Re: drm/bridge: tc358767: AUX read uses an unclamped device length
From: Doug Anderson
Date: Tue Jun 30 2026 - 14:42:53 EST
Hi,
On Wed, Jun 24, 2026 at 3:53 AM Maoyi Xie <maoyixie.tju@xxxxxxxxx> wrote:
>
> Hi all,
>
> I think tc_aux_transfer() in drivers/gpu/drm/bridge/tc358767.c can write
> out of bounds on an AUX read. It uses the byte count the hardware reports
> as the copy length, without clamping it back to the requested size. I
> would appreciate it if you could take a look.
>
> tc_aux_transfer() first clamps the request to the AUX payload limit:
>
> size_t size = min_t(size_t, DP_AUX_MAX_PAYLOAD_BYTES - 1, msg->size);
>
> After the transfer it overwrites size with the count the hardware reports:
>
> if (size)
> size = FIELD_GET(AUX_BYTES, auxstatus);
>
> AUX_BYTES is GENMASK(15, 8). It can be up to 255. Nothing clamps it again
> before the read:
>
> if (size)
> return tc_aux_read_data(tc, msg->buffer, size);
>
> tc_aux_read_data() reads that many bytes into a fixed stack buffer and
> then copies them into the caller buffer:
>
> u32 auxrdata[DP_AUX_MAX_PAYLOAD_BYTES / sizeof(u32)];
> int ret, count = ALIGN(size, sizeof(u32));
>
> ret = regmap_raw_read(tc->regmap, DP0_AUXRDATA(0), auxrdata, count);
> ...
> memcpy(data, auxrdata, size);
>
> auxrdata is 16 bytes. AUX_BYTES can be as high as 255, which makes count
> 256. regmap_raw_read then writes past auxrdata on the stack, and the memcpy
> writes past msg->buffer. AUX_BYTES reflects the downstream DP sink
> response. tc_aux_transfer is the registered drm_dp_aux transfer handler. It
> is reached through DPCD and EDID reads, or from userspace through
> /dev/drm_dp_auxN. So a malicious or buggy sink is the source.
>
> ti-sn65dsi86 had the same pattern. It was fixed in aca58eac52b8
> ("drm/bridge: ti-sn65dsi86: Never store more than msg->size bytes in AUX
> xfer"), which clamps the hardware length back to the request. tc358767
> fetches the count from the device the same way but does not clamp.
>
> I do not have the hardware. A test of the read path with an oversized
> count trips the stack protector.
>
> Does this look like a real overflow to you? Is clamping the reported size
> back to the request the right fix, like ti-sn65dsi86 did? I am happy to
> send a patch with the reproducer once you confirm.

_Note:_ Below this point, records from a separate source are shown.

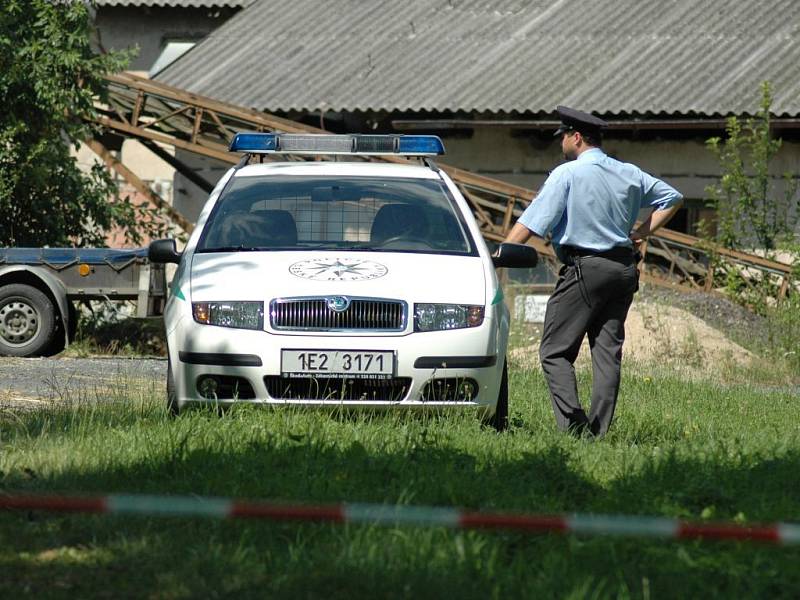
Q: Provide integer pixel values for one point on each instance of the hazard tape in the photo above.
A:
(394, 515)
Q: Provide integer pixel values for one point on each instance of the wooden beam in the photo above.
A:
(139, 185)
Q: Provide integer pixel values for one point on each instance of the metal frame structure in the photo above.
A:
(154, 114)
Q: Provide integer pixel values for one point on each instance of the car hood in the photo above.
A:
(392, 275)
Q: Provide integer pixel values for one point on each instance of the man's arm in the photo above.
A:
(519, 234)
(656, 220)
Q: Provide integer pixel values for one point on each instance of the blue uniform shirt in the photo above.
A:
(592, 202)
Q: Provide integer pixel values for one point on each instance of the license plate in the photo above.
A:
(360, 364)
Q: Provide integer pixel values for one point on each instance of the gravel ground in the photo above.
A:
(28, 382)
(33, 381)
(735, 321)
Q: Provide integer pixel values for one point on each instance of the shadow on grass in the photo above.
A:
(173, 557)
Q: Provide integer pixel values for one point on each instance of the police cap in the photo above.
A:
(577, 120)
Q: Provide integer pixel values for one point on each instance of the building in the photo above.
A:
(487, 74)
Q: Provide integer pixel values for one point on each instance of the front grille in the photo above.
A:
(337, 389)
(450, 389)
(314, 314)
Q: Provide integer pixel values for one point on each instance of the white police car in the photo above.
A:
(361, 284)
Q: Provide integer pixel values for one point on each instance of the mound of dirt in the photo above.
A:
(660, 333)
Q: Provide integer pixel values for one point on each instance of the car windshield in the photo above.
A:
(330, 213)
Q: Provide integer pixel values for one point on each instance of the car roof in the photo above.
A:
(335, 168)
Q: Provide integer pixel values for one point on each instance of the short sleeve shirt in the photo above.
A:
(592, 202)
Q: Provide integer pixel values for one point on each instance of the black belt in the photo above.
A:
(615, 253)
(573, 254)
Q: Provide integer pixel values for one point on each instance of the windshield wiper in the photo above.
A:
(239, 248)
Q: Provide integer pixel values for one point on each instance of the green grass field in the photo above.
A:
(705, 451)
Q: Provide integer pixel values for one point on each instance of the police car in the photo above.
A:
(338, 282)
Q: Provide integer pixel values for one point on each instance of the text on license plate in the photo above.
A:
(366, 364)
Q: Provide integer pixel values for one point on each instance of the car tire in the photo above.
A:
(173, 408)
(500, 418)
(27, 321)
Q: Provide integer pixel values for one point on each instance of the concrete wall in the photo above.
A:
(148, 29)
(526, 161)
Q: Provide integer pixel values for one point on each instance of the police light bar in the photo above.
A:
(317, 143)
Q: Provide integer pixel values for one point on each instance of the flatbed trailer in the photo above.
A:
(39, 288)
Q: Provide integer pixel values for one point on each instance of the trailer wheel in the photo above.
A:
(27, 320)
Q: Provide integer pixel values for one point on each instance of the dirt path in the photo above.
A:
(35, 381)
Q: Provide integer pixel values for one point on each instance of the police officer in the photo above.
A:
(589, 205)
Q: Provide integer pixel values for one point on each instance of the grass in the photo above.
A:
(688, 449)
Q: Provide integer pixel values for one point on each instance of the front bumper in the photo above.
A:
(428, 368)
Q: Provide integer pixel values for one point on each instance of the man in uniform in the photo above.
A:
(589, 206)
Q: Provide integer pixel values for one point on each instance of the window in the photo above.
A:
(328, 213)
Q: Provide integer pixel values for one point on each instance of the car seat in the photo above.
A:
(398, 221)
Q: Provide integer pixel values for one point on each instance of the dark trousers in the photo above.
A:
(592, 297)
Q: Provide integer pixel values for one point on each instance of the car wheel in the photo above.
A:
(27, 321)
(172, 397)
(500, 418)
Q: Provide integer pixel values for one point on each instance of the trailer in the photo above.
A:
(40, 286)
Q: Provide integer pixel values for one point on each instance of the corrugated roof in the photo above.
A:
(175, 3)
(614, 57)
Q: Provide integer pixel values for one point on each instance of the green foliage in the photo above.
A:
(49, 77)
(750, 212)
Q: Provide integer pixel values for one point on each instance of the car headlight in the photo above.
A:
(242, 315)
(436, 317)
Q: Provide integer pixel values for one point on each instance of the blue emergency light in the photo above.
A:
(317, 143)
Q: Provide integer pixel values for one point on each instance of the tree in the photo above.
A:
(49, 78)
(750, 212)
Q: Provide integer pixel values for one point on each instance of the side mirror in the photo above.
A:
(515, 256)
(163, 251)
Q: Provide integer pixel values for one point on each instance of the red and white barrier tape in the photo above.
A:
(384, 514)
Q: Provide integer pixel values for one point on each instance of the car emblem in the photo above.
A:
(338, 303)
(338, 269)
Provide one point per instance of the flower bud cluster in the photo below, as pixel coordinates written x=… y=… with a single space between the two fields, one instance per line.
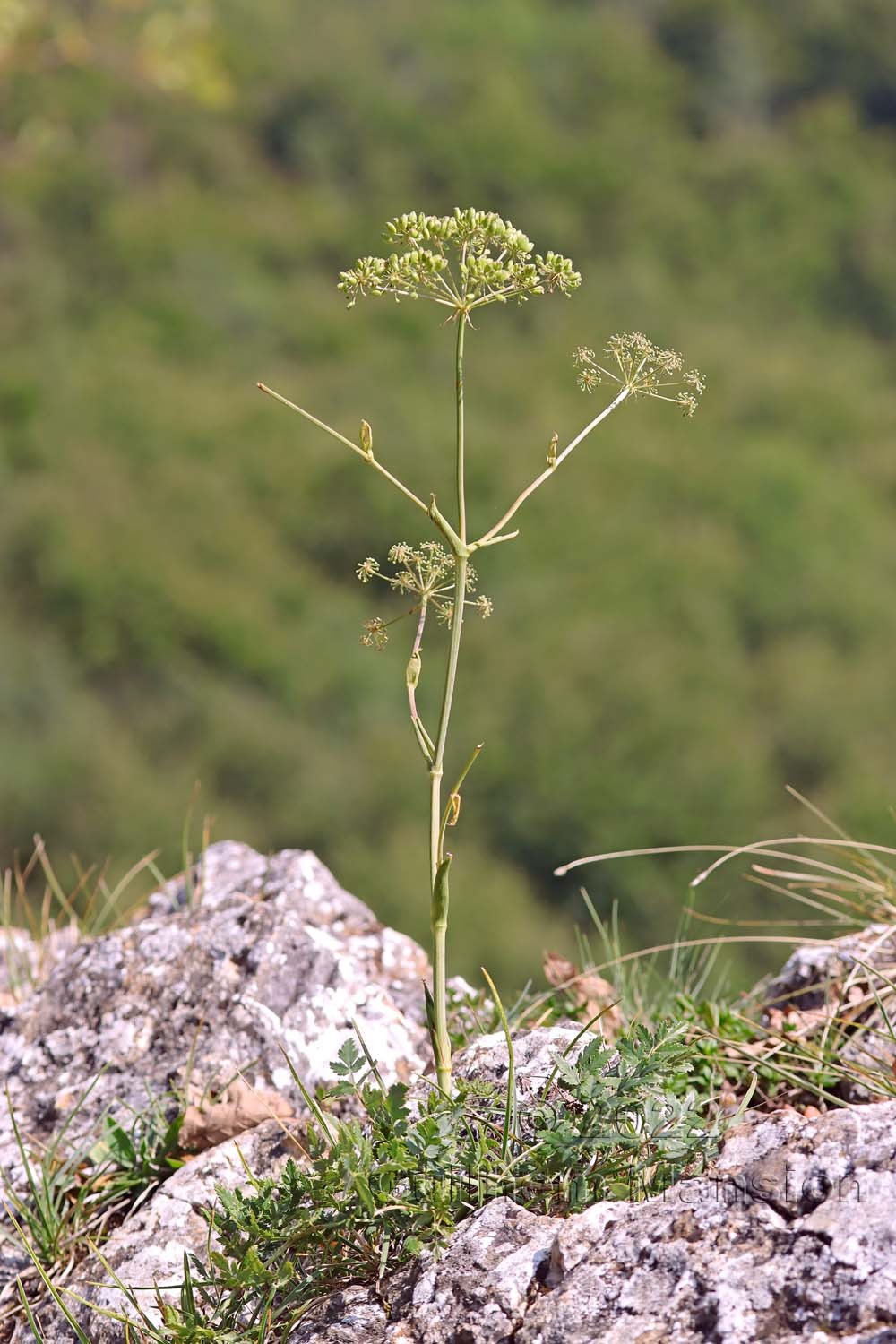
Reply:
x=643 y=368
x=462 y=261
x=426 y=573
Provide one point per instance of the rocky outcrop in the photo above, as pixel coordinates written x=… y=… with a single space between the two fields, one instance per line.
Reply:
x=247 y=960
x=790 y=1236
x=791 y=1239
x=845 y=989
x=253 y=959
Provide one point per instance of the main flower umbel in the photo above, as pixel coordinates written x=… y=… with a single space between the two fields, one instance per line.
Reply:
x=461 y=261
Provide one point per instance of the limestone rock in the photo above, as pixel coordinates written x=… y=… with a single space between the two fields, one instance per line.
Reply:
x=791 y=1238
x=265 y=956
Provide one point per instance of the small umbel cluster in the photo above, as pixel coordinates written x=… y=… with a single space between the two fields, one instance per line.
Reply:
x=426 y=573
x=643 y=368
x=461 y=261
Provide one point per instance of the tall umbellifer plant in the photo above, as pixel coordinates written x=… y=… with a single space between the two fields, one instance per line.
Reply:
x=463 y=263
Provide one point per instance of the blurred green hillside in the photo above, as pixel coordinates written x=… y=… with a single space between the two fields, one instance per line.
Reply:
x=696 y=613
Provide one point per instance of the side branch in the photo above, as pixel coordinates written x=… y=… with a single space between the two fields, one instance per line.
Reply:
x=492 y=535
x=363 y=453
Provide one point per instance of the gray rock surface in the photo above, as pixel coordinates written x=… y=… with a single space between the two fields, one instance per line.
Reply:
x=271 y=956
x=790 y=1239
x=253 y=956
x=147 y=1252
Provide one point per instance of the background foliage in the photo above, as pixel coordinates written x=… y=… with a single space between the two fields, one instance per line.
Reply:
x=696 y=612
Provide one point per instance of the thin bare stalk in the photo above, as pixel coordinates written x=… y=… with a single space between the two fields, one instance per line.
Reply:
x=367 y=456
x=548 y=472
x=437 y=833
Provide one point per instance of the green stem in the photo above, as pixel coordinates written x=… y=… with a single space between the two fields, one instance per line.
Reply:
x=458 y=366
x=437 y=836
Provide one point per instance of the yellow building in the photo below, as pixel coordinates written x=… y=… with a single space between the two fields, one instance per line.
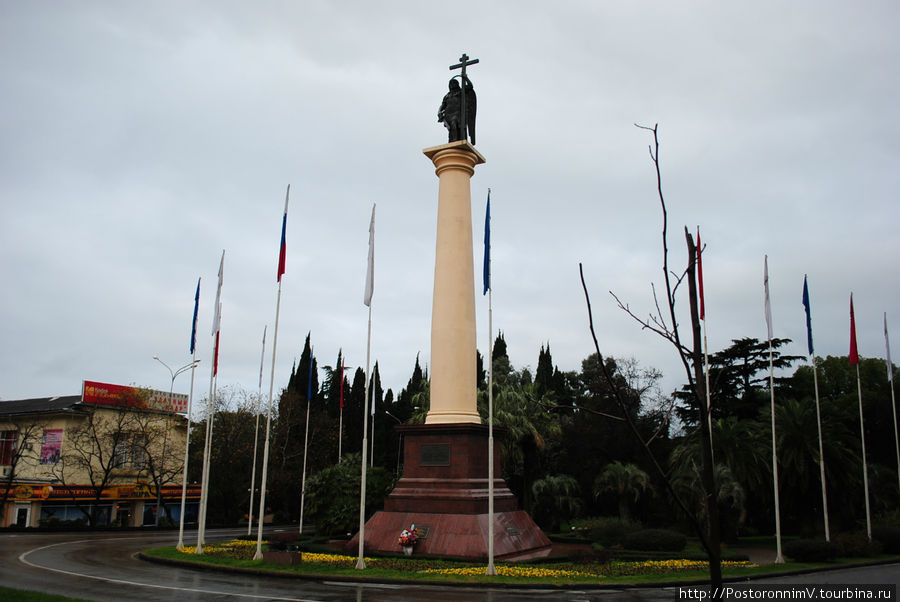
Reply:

I'm not an expert on this driver and I didn't spend a massive amount
of time digging, but my quick thoughts:
If I understand correctly, we're reading "size" from the DP controller
registers after we do a transfer. We told it to transfer "size" bytes
of data. The controller should never try to transfer more than "size"
bytes of data, but it could transfer fewer. When we read how many
bytes it transferred, it should always be <= the "size" we told it to
transfer. So assuming we trust the DP controller, we should be safe.
Specifically, I don't believe that a malicious panel/DP display should
be able to craft something that causes the controller to report a
large "size".
That said, adding a bounds check here (like we did with ti-sn65dsi86)
seems wise. Even if the controller _shouldn't_ ever give us bad data,
the data we get from it should still be only "lightly trusted" IMO.
...and a bounds check here is cheap.
...so IMO, yeah, you should submit a patch to fix this. ...but it
won't be a "drop everything and get this fixed right away" security
hole, but just an extra layer of defense.